Tuesday, June 25, 2013

E-Books are real books, and they're okay

Today, I was reading a book and in the text, they referenced something they had said on a previous page. It had taken me a while to get back into reading this book, so I clicked on the page number and it took me back to the page in question so I could reread that part.

Then they referenced an additional audio file to supplement part of the book available on their website, and I clicked on that. I called up the audio file and played it right then and there, before returning to my book.

My mom has a crafting book with embedded videos that display the steps that people might have trouble with. When I have trouble reading a book because my eyes are tired, I can just increase the font size, change the contrast, or adjust the brightness.

On top of all of that, most of the books I have bought lately were ones that were on one day only sales, or temporary specials. The ability of a publisher or author to incrementally adjust the price of their books, and see the response that price adjustment brings them in sales and profits, is changing the entire face of publishing and probably for the better for consumers in the long run (if it helps authors, I don't know yet). The Nook Free Friday books are often books by authors who are releasing something new, so they give away an older book or the first in the series and it works like a free sample at the grocery store.

I've written about this before, but it seems like it bears repeating since it's been almost a year that I've had my Nook. Now I can get books from the library without leaving my house, including audiobooks.

It intrigues me that since the printing press, we haven't really revolutionized how we process the written word. We've changed the sales process, we've definitely changed what's popular and what gets printed. But we haven't really had something quite as revolutionary. And e-books are actually fundamentally changing how we process stories AND how we sell them.

Are there drawbacks? Absolutely. Mostly because publishers are trying to cling to old models for profits and hurting authors in the process instead of embracing the change fully. But I'm really tired of book snobs.

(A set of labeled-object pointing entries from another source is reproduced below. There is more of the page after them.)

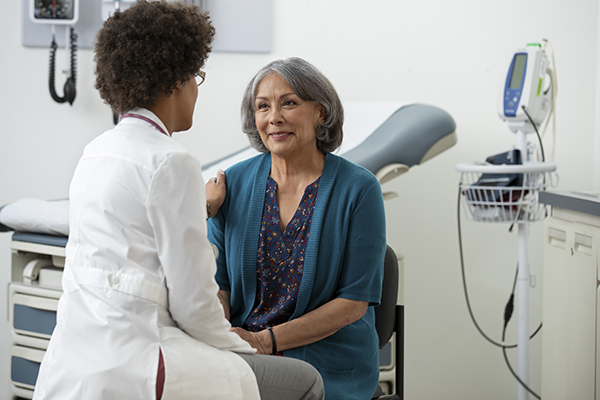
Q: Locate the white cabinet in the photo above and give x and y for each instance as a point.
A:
(570, 304)
(33, 295)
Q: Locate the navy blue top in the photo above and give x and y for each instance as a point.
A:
(280, 259)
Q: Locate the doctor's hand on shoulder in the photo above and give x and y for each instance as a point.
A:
(215, 193)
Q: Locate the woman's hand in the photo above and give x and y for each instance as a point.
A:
(261, 341)
(215, 192)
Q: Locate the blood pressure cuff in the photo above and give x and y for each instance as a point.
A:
(498, 181)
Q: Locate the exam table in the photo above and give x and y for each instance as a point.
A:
(386, 138)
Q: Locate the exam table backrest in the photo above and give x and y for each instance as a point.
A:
(412, 135)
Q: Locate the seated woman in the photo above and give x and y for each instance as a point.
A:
(301, 234)
(140, 317)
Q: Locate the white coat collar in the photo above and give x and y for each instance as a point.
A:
(148, 114)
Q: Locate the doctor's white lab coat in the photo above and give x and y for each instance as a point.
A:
(139, 276)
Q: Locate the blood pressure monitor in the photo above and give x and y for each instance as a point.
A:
(527, 85)
(58, 12)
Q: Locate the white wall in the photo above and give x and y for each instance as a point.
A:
(449, 53)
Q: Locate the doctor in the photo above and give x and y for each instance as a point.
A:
(140, 317)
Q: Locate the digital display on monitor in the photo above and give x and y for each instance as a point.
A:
(518, 70)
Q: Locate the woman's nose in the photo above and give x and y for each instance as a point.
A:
(275, 118)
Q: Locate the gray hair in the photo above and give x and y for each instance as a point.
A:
(310, 85)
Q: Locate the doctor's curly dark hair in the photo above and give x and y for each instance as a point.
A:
(145, 50)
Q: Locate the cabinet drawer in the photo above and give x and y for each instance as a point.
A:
(25, 365)
(32, 312)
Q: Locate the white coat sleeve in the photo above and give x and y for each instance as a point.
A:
(176, 207)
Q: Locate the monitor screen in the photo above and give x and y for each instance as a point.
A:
(518, 70)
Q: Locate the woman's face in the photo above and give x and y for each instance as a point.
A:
(285, 122)
(187, 95)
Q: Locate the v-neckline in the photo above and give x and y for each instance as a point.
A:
(295, 217)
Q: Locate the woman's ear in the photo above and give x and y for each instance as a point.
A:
(322, 114)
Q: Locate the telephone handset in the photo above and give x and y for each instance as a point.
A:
(59, 12)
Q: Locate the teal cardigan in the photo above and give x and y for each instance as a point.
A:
(344, 258)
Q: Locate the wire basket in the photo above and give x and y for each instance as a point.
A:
(505, 193)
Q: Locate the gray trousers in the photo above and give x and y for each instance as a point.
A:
(285, 378)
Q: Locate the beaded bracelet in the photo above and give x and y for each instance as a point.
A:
(273, 340)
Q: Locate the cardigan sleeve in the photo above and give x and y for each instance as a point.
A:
(216, 236)
(362, 270)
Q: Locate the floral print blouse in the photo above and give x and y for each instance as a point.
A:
(280, 259)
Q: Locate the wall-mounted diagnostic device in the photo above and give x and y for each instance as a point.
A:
(526, 97)
(59, 12)
(56, 12)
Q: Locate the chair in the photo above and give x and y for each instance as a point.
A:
(389, 318)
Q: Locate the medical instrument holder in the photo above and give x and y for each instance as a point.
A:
(506, 204)
(511, 204)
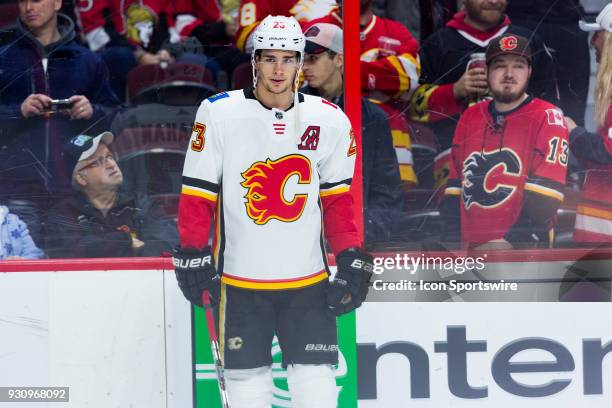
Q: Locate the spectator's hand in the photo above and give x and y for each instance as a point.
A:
(161, 56)
(35, 105)
(136, 243)
(570, 124)
(471, 84)
(81, 107)
(494, 245)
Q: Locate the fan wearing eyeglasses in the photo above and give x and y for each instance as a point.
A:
(101, 220)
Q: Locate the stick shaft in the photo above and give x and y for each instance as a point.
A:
(214, 346)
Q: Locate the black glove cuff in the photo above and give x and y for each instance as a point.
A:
(191, 259)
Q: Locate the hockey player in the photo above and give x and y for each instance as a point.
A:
(274, 166)
(508, 159)
(252, 13)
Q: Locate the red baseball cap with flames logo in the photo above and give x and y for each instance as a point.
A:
(508, 44)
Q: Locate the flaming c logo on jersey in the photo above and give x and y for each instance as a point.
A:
(508, 43)
(266, 181)
(490, 178)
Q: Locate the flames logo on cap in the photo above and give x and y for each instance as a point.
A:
(508, 43)
(266, 181)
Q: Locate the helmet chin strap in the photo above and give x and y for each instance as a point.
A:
(254, 71)
(296, 99)
(296, 102)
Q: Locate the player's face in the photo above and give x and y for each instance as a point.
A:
(319, 68)
(488, 12)
(508, 77)
(276, 70)
(597, 43)
(37, 14)
(101, 170)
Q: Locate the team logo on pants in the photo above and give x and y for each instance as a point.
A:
(490, 178)
(269, 196)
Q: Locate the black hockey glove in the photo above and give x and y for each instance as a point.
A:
(195, 272)
(350, 285)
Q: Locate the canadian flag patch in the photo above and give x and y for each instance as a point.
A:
(555, 117)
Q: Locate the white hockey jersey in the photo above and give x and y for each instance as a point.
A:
(266, 180)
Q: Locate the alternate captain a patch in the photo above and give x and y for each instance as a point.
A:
(310, 138)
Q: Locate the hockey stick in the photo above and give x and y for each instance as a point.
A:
(214, 345)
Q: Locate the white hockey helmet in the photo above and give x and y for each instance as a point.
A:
(279, 33)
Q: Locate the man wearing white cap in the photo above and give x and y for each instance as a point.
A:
(100, 220)
(594, 211)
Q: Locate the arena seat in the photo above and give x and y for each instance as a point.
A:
(174, 84)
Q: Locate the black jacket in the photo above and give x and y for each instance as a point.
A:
(445, 54)
(75, 229)
(383, 200)
(30, 148)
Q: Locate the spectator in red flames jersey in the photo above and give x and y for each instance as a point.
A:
(508, 159)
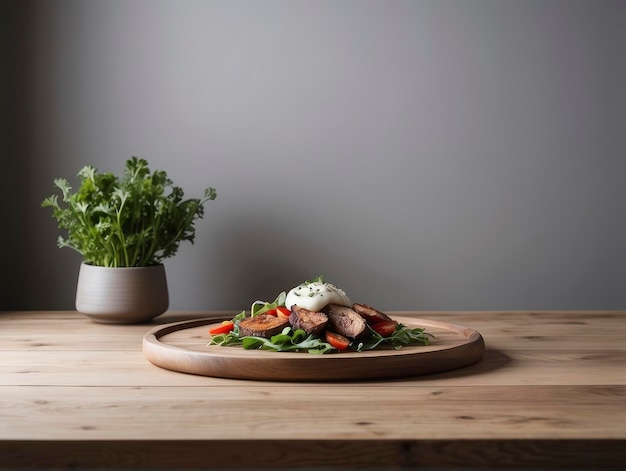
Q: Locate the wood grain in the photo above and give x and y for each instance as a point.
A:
(548, 392)
(183, 347)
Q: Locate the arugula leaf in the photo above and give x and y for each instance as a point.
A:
(402, 336)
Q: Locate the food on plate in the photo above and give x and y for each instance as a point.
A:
(312, 322)
(314, 295)
(316, 317)
(263, 325)
(345, 321)
(372, 316)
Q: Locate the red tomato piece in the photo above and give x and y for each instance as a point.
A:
(338, 341)
(224, 328)
(385, 328)
(283, 310)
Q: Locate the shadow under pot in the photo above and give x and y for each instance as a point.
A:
(125, 295)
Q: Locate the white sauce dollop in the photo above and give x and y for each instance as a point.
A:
(315, 295)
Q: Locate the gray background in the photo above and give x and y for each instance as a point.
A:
(421, 154)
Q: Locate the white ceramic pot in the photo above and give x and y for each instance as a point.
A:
(121, 295)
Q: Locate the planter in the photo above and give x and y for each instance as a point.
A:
(121, 295)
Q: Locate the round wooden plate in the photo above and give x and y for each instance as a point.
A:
(183, 347)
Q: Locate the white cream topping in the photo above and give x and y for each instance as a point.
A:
(315, 295)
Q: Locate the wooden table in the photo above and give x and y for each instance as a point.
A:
(550, 391)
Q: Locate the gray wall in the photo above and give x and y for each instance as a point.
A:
(439, 154)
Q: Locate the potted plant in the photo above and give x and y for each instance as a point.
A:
(124, 227)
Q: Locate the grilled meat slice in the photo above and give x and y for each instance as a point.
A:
(312, 322)
(345, 321)
(263, 325)
(371, 315)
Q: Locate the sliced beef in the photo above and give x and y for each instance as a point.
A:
(312, 322)
(345, 321)
(263, 325)
(371, 315)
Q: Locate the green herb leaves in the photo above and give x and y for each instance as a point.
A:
(138, 220)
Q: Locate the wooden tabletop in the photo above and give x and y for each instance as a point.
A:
(549, 391)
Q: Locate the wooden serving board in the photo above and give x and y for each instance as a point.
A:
(183, 347)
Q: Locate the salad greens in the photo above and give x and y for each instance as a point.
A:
(137, 220)
(298, 340)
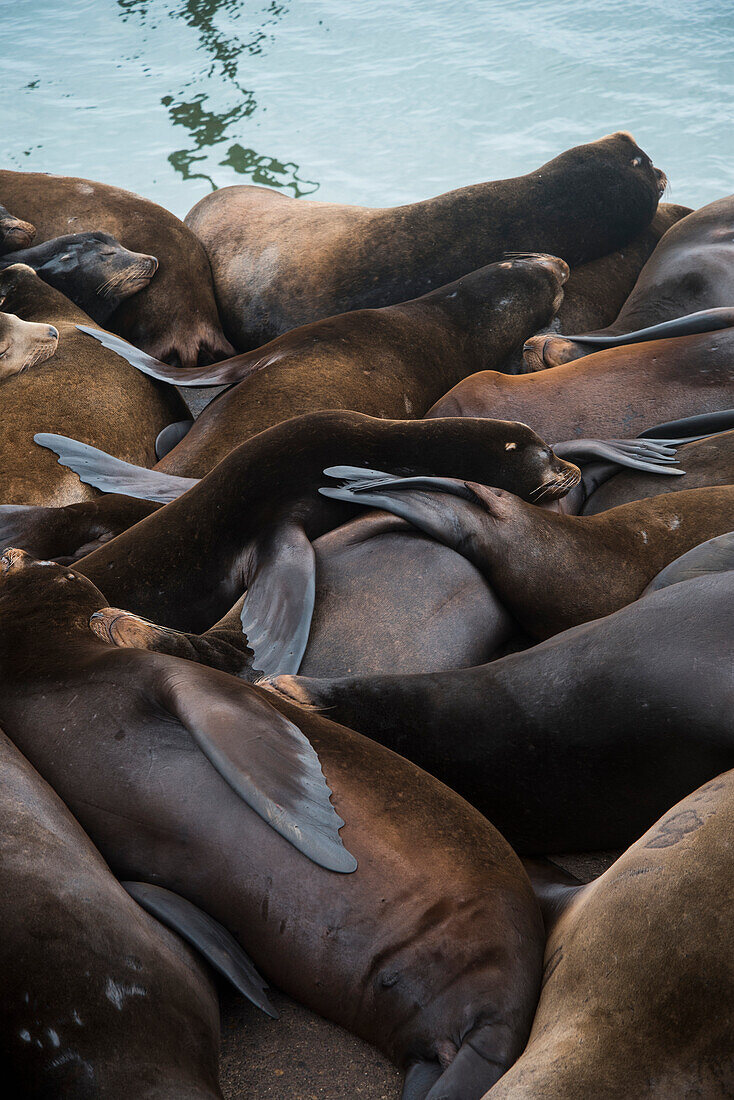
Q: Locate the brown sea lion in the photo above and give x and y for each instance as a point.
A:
(99, 999)
(689, 272)
(657, 1023)
(92, 270)
(250, 523)
(616, 392)
(392, 362)
(24, 344)
(430, 950)
(596, 290)
(84, 389)
(175, 318)
(549, 570)
(13, 232)
(278, 262)
(603, 724)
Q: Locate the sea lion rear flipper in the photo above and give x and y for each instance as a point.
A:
(171, 437)
(217, 374)
(691, 428)
(278, 605)
(654, 457)
(263, 756)
(714, 556)
(113, 475)
(209, 937)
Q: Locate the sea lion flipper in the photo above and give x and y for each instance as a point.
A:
(210, 938)
(690, 428)
(714, 556)
(171, 437)
(113, 475)
(263, 756)
(278, 605)
(217, 374)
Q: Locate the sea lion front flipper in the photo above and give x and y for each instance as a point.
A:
(714, 556)
(171, 437)
(654, 457)
(210, 938)
(113, 475)
(218, 374)
(278, 604)
(691, 428)
(263, 756)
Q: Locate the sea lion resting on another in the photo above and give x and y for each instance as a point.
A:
(92, 270)
(657, 1023)
(278, 262)
(603, 724)
(431, 949)
(175, 318)
(689, 273)
(13, 232)
(83, 389)
(392, 362)
(98, 998)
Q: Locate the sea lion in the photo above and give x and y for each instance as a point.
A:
(175, 318)
(689, 272)
(708, 461)
(23, 344)
(657, 1023)
(392, 362)
(250, 523)
(603, 723)
(13, 232)
(99, 999)
(90, 268)
(278, 263)
(83, 389)
(430, 950)
(616, 392)
(551, 571)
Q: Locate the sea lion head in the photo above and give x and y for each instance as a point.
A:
(95, 271)
(24, 344)
(14, 233)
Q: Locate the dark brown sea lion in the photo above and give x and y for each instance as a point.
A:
(90, 268)
(278, 262)
(616, 392)
(175, 318)
(603, 723)
(690, 271)
(657, 1022)
(595, 292)
(99, 1000)
(13, 232)
(23, 344)
(552, 571)
(250, 523)
(392, 362)
(430, 950)
(84, 389)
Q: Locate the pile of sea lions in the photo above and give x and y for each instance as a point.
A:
(313, 689)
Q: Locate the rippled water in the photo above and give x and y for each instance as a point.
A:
(361, 100)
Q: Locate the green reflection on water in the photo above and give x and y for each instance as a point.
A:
(209, 129)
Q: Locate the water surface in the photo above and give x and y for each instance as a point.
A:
(361, 100)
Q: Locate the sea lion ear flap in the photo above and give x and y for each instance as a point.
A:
(278, 605)
(208, 936)
(266, 759)
(714, 556)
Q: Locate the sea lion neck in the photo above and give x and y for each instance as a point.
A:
(34, 300)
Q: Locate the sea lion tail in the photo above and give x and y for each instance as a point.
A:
(113, 475)
(208, 936)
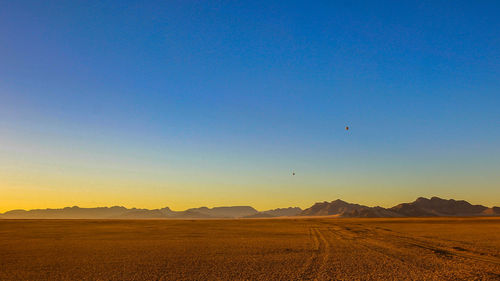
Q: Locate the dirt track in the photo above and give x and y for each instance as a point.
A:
(260, 249)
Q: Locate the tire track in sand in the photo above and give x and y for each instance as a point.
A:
(315, 266)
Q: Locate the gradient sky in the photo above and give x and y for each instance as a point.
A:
(211, 103)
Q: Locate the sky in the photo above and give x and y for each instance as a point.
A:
(216, 103)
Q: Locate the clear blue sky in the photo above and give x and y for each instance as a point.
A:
(188, 103)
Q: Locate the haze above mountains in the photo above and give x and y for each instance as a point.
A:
(422, 207)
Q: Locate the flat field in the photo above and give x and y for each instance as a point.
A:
(251, 249)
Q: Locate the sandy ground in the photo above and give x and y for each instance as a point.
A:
(251, 249)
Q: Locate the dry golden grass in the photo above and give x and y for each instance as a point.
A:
(251, 249)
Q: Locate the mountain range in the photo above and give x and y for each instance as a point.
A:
(422, 207)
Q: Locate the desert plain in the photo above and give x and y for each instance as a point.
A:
(252, 249)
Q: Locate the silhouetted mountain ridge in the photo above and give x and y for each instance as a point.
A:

People complain if you read the book after the movie, if you have an e-reader instead of buying hardcovers, if you have the wrong edition, if your paperback spine has cracks in it, and on and on. If you read too slowly, if you read too quickly, if you like to read the end first, if you like to read in order without spoiling yourself. Everybody wants to say "this is the way to read" "this is the way to enjoy books." Like there's only one way and only one thing.

That's stupid. Enjoy stories. That's all that's needed. Enjoy stories at your pace, in your way, and embrace yourself and your life with storytelling. And if anybody gives you grief about it know this: they aren't as good a reader as you if they insult others for being different.